"Pat was killed in a head on collision on a small highway in East Texas."
"Cancer struck our family. LauraDelia has an inoperable brain tumor."
"Your brother Kody had another motorcycle accident. This time they think he broke his neck."
"I found Keith's truck flipped and mangled on the side of the Pampa highway. He's in surgery now. They aren't sure if he'll make it out of I.C.U."
"It's time to say goodbye. Grandmother Horn is ready to go. Please come to Chillicothe."
"Jay's had a stroke. They are care-flighting him to Northwest Hospital."
"Mikey's gone. He lost the battle with a cunning, baffling disease."
In the last twenty years, my family of origin has suffered its fair share of trials and tribulations. We're an eclectic bunch full of chaos and love, and I've come to expect the unexpected. Thanks to the steady example set by grandmother, Nora, I have learned countless life lessons about hope, resiliency, and reciprocity. One human truth I value the most is this: Being part of a family means showing up.
Connection and belonging buoy me when the seas are calm and when the choppy waters rage. During joyful moments and trying seasons, I find solace in the loyalty and devotion displayed by those I love. Sometimes obligation or duty propels us. At other times, allegiance and affection are our guide. Either way, showing up matters.
I have been given a gift and a curse in the form of a large family. We shout, scream, and cry together. We've weathered the storms of divorce, unplanned pregnancies, and financial loss together. We share unsolicited advice, poke our nose where it doesn't belong, and ruffle each other's feathers together.
Do we get mad at each other? Heck yeah. Do we annoy one another? For sure. Are there times we prefer to detach and distance ourselves?

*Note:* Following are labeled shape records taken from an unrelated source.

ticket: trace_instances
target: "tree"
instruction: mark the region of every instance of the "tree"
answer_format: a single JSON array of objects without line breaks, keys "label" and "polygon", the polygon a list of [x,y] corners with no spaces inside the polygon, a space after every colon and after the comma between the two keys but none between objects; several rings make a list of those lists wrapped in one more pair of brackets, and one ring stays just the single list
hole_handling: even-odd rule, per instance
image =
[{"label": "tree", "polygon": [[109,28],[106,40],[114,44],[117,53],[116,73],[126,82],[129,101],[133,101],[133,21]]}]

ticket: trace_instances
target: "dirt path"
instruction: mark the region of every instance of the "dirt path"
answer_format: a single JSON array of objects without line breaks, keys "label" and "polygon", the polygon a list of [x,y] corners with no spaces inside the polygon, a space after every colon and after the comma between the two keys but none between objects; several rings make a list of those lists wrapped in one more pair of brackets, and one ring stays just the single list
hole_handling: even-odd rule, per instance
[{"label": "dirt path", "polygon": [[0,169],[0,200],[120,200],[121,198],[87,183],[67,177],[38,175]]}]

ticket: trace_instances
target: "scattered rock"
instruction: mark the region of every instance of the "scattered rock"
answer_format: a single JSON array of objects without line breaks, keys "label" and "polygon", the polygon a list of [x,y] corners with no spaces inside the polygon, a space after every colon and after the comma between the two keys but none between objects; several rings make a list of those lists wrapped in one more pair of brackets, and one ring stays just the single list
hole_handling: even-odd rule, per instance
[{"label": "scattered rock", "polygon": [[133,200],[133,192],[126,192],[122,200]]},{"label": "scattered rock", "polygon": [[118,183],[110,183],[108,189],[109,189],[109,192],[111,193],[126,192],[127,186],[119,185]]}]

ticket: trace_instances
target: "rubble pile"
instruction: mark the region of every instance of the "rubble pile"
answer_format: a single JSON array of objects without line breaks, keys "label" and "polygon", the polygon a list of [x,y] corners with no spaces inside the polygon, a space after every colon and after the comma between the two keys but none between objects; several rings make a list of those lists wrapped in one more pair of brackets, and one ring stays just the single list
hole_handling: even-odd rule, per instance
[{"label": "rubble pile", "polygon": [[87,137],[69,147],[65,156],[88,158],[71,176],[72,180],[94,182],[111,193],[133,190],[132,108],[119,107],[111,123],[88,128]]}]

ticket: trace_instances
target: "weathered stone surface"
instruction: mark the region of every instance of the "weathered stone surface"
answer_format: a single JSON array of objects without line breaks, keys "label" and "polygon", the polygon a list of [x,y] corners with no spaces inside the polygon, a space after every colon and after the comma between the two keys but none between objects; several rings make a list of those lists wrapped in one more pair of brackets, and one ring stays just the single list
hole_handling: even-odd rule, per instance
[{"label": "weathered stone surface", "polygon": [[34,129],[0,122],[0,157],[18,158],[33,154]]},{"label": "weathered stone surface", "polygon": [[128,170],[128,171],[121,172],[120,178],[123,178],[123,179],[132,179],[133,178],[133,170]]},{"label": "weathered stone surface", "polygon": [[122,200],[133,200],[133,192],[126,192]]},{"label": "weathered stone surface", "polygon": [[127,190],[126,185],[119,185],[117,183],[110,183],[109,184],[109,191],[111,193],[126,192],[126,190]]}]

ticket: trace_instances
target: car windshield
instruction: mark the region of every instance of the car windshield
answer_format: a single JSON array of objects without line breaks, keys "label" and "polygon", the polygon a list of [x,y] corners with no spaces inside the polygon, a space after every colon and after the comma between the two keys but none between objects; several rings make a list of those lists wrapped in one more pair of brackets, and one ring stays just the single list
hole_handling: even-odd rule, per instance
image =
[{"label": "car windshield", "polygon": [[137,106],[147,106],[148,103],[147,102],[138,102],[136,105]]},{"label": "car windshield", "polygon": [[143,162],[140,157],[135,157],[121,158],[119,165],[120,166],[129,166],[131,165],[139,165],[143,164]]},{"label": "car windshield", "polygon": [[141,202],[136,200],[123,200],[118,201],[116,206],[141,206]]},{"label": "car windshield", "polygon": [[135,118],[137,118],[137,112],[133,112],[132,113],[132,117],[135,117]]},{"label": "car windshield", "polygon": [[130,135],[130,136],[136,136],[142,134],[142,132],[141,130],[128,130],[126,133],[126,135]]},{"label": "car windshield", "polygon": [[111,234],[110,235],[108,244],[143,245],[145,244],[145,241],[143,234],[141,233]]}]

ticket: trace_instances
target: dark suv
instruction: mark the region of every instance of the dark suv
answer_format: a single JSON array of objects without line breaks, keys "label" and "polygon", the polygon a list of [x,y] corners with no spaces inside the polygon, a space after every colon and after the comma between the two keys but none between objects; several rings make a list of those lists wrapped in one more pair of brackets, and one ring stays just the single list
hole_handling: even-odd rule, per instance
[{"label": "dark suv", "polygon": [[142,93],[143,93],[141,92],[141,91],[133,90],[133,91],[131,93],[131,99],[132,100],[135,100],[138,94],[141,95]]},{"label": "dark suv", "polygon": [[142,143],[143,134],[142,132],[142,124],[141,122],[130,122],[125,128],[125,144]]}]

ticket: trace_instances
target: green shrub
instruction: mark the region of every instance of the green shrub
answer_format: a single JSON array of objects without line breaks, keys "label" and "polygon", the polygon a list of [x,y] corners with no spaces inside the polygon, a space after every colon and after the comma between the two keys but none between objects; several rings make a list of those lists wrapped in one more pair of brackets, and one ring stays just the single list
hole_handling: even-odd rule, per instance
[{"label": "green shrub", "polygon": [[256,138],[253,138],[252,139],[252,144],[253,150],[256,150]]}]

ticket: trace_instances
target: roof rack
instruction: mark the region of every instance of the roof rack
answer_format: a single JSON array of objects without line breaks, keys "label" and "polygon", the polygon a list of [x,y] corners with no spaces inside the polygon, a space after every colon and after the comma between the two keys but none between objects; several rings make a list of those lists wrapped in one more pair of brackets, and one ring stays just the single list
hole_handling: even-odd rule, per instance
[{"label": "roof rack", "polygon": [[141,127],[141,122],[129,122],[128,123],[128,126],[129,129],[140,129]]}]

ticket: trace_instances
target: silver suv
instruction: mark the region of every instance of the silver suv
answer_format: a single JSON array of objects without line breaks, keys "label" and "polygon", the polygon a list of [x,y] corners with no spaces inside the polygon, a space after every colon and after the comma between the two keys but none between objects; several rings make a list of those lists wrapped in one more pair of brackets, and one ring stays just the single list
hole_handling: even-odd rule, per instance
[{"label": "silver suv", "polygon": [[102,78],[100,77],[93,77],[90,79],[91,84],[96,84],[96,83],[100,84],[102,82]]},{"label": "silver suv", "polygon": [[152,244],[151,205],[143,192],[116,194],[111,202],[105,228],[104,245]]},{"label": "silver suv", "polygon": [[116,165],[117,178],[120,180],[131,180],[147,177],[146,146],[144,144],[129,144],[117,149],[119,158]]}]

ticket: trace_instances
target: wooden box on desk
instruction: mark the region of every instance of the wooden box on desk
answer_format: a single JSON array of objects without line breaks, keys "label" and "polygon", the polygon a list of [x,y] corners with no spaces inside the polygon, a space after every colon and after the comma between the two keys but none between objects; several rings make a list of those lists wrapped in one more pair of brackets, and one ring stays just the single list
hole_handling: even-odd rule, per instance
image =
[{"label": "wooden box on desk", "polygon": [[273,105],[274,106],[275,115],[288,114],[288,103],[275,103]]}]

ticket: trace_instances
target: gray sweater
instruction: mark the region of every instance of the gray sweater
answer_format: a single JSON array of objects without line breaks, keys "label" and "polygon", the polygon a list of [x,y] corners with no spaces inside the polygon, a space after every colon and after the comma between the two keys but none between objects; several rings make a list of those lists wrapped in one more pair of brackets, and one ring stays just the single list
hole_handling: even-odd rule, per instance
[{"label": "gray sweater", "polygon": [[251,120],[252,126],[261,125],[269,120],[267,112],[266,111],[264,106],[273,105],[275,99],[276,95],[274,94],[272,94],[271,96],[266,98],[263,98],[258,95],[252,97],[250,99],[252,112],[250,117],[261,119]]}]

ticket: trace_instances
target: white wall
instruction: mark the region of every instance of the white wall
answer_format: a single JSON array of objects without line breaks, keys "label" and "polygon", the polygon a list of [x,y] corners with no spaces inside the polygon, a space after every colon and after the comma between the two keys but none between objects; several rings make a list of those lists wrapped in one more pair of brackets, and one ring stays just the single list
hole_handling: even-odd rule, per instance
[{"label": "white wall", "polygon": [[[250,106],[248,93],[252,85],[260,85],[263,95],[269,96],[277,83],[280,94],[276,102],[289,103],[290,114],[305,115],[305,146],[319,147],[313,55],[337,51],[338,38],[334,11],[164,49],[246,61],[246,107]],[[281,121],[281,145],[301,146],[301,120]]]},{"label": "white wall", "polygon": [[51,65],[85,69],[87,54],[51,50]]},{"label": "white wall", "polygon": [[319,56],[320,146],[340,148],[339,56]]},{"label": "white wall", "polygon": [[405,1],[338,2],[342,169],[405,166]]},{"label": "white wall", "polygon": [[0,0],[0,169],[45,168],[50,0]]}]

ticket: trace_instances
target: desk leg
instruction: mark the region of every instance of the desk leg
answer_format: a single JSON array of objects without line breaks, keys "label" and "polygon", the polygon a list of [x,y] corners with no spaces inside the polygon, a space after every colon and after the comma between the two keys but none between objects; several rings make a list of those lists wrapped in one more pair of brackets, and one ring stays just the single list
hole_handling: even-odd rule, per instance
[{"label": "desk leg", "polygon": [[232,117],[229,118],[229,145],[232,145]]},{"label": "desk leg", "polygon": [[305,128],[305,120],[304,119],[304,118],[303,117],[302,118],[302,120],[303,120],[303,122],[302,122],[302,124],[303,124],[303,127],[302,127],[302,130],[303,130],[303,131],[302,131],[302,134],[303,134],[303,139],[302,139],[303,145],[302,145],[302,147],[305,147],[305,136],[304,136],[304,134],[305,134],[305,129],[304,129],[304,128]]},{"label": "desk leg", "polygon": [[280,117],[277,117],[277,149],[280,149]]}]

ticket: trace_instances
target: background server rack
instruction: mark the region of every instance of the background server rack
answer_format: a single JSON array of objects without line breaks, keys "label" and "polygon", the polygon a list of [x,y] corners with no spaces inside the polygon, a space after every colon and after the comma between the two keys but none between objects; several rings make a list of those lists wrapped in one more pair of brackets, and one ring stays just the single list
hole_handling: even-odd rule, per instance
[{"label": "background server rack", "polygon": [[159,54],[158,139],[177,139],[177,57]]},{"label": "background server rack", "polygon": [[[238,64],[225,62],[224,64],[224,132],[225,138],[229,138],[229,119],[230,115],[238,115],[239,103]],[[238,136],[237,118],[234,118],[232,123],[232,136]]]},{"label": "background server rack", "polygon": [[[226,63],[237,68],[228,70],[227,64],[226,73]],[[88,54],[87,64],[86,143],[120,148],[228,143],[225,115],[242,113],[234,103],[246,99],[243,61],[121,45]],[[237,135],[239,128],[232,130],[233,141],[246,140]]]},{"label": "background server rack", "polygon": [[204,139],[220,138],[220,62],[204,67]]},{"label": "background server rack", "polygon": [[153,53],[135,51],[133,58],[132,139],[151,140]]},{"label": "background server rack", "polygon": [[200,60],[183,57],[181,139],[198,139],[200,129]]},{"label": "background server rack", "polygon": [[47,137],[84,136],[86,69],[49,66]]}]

Yes. But we still show up. We call, we visit, and we send gifts. We gather on holidays and momentous occasions, even if it's just for a few hours. We don't do it perfectly, but we make the effort.
When one of us is hurt by something said or done, we lick our wounds, grumble about it to our spouses, and take a deep breath. It's important to remember that when people do something wrong, we shouldn't forget all the things they did right. A mixture of commitment, attachment, and tenacity move us forward. In the end, we know we are never alone. We've got each other.
Brene Brown writes, "Vulnerability is about having the courage to show up and be seen." I couldn't agree more.